Do these notions apply in an agile context too?

Yes, with adaptations. The lifecycle repeats at the scale of each iteration, governance can be lighter and more decentralized, but the notions of the quality-cost-time triangle, stakeholders and risk remain relevant.

Which notion is most often misunderstood?

Governance is often underrated early in a career: it's perceived as bureaucracy, when in fact clear governance speeds up decision-making by avoiding informal arbitration and confusion over who has the final say.

Does the quality-cost-time triangle have variants?

Yes, some bodies of knowledge add a fourth axis (scope) and talk about 'project constraints' rather than a strict triangle. The principle stays the same: a trade-off on one axis has knock-on effects on the others.
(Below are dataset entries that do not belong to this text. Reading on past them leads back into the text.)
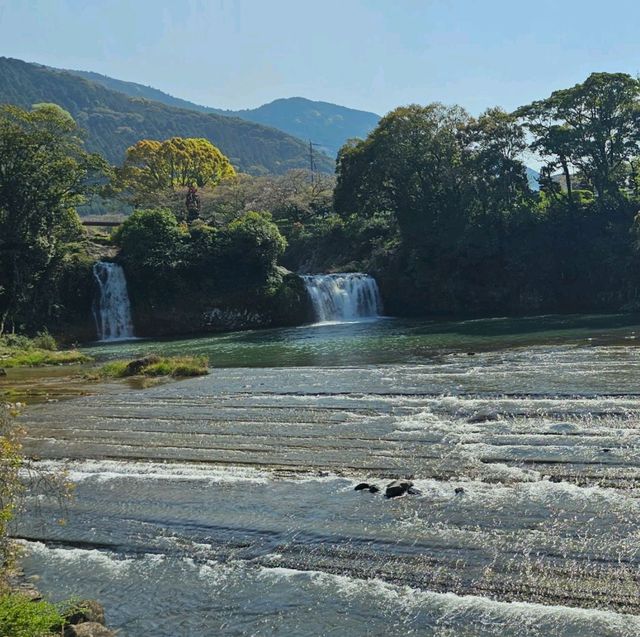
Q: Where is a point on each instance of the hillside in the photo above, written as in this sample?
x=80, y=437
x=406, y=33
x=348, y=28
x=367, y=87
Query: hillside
x=328, y=125
x=114, y=121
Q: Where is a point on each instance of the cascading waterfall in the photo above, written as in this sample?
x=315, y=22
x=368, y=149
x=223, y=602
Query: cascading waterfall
x=112, y=310
x=343, y=297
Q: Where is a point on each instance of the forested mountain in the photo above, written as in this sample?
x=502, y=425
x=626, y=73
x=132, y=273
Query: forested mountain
x=326, y=124
x=329, y=125
x=114, y=121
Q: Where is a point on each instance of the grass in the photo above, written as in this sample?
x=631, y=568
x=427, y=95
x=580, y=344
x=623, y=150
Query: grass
x=22, y=351
x=157, y=366
x=22, y=617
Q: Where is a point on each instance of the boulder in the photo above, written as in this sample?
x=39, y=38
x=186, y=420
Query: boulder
x=397, y=488
x=137, y=365
x=88, y=629
x=484, y=416
x=87, y=611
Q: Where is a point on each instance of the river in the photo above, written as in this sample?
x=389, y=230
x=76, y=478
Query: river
x=225, y=505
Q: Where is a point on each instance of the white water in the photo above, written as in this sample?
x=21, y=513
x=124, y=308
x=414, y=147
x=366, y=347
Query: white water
x=113, y=310
x=343, y=297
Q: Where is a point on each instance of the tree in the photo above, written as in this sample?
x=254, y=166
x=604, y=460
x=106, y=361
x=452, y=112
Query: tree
x=44, y=173
x=151, y=240
x=593, y=126
x=154, y=168
x=409, y=168
x=252, y=245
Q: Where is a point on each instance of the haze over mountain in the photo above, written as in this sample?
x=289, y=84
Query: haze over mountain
x=115, y=121
x=328, y=125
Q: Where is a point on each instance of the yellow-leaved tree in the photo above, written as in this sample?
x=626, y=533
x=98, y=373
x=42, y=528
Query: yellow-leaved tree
x=154, y=169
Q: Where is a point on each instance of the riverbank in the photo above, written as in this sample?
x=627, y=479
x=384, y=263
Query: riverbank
x=521, y=437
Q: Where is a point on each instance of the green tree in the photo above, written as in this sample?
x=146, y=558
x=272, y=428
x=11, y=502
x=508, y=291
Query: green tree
x=251, y=246
x=593, y=127
x=154, y=168
x=409, y=168
x=44, y=173
x=151, y=240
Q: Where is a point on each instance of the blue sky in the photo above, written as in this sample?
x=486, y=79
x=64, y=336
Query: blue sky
x=368, y=54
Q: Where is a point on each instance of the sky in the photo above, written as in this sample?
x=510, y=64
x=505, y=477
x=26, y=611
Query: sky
x=368, y=54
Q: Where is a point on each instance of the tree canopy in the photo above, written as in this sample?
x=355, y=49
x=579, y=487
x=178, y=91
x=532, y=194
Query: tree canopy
x=44, y=173
x=152, y=167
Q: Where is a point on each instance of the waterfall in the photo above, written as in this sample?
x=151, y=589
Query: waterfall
x=343, y=297
x=112, y=310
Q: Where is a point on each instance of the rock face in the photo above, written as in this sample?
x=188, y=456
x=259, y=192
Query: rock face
x=87, y=620
x=88, y=629
x=484, y=416
x=87, y=611
x=397, y=488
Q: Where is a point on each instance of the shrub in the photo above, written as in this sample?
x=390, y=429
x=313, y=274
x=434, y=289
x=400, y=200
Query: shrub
x=253, y=244
x=151, y=239
x=176, y=366
x=22, y=617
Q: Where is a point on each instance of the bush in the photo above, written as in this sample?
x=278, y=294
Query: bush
x=154, y=366
x=22, y=617
x=151, y=239
x=252, y=245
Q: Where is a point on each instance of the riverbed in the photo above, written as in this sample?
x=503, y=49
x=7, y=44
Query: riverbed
x=225, y=505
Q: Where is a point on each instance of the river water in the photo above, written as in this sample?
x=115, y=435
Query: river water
x=225, y=505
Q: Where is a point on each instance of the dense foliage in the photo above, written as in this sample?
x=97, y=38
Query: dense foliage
x=437, y=204
x=44, y=173
x=173, y=268
x=154, y=168
x=328, y=125
x=114, y=122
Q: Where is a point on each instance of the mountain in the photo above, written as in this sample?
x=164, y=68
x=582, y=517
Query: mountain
x=114, y=121
x=327, y=125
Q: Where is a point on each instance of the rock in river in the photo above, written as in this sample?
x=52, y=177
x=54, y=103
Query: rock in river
x=398, y=487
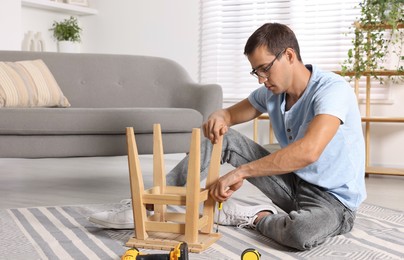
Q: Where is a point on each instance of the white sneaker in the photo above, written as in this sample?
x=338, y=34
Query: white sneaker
x=117, y=218
x=241, y=216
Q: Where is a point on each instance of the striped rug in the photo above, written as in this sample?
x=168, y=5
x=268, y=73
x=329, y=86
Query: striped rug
x=65, y=233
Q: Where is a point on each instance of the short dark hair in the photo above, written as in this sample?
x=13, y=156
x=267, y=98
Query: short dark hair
x=275, y=36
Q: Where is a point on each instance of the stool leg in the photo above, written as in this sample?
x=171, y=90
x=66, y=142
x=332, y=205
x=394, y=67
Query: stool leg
x=136, y=185
x=159, y=176
x=193, y=188
x=213, y=176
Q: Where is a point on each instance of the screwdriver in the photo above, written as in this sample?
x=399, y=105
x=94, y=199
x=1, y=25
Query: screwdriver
x=220, y=206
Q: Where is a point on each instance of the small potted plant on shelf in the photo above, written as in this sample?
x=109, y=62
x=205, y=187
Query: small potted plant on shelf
x=378, y=36
x=67, y=34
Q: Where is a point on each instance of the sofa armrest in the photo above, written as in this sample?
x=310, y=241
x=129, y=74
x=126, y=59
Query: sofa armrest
x=206, y=98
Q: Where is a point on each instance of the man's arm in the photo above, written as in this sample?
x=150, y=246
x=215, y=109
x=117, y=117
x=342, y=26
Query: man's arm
x=219, y=121
x=291, y=158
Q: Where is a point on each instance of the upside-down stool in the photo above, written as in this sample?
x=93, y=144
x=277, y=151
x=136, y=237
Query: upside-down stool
x=164, y=230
How do you prioritize a project's risks?

Generally on two combined criteria: the probability a risk will materialize, and the impact it would have if it did. A risk that's both likely and high-impact should be treated as a priority.

Is there a specific order to learn these notions in?

The lifecycle is a good starting point since it gives the general framework. The other notions (triangle, governance, risk) can be learned in whatever order best fits your immediate professional context.

Are these basics enough to run a project on your own?

They give you the vocabulary and conceptual landmarks you need, but running a real project also takes hands-on experience and, often, support at the start — these basics are a starting point, not a complete course.

How does this foundation connect to a specific methodology like PRINCE2?

PRINCE2, the PMBOK and other bodies of knowledge all build on this same core vocabulary, then add their own specific terminology and processes on top. Knowing the fundamentals first makes it noticeably easier to map a given methodology's vocabulary onto concepts you already understand.

What exactly is scope creep?

It's the gradual accumulation of small, unformalized change requests, each seeming minor in isolation, but whose cumulative effect ends up significantly expanding the initial scope without a matching adjustment to budget or timeline.

Why does governance matter even on a small project?

Even a small project benefits from a clear answer to who decides what: without it, minor disagreements tend to stall progress while people wait for an informal green light, which often takes longer than a short, well-defined decision point would.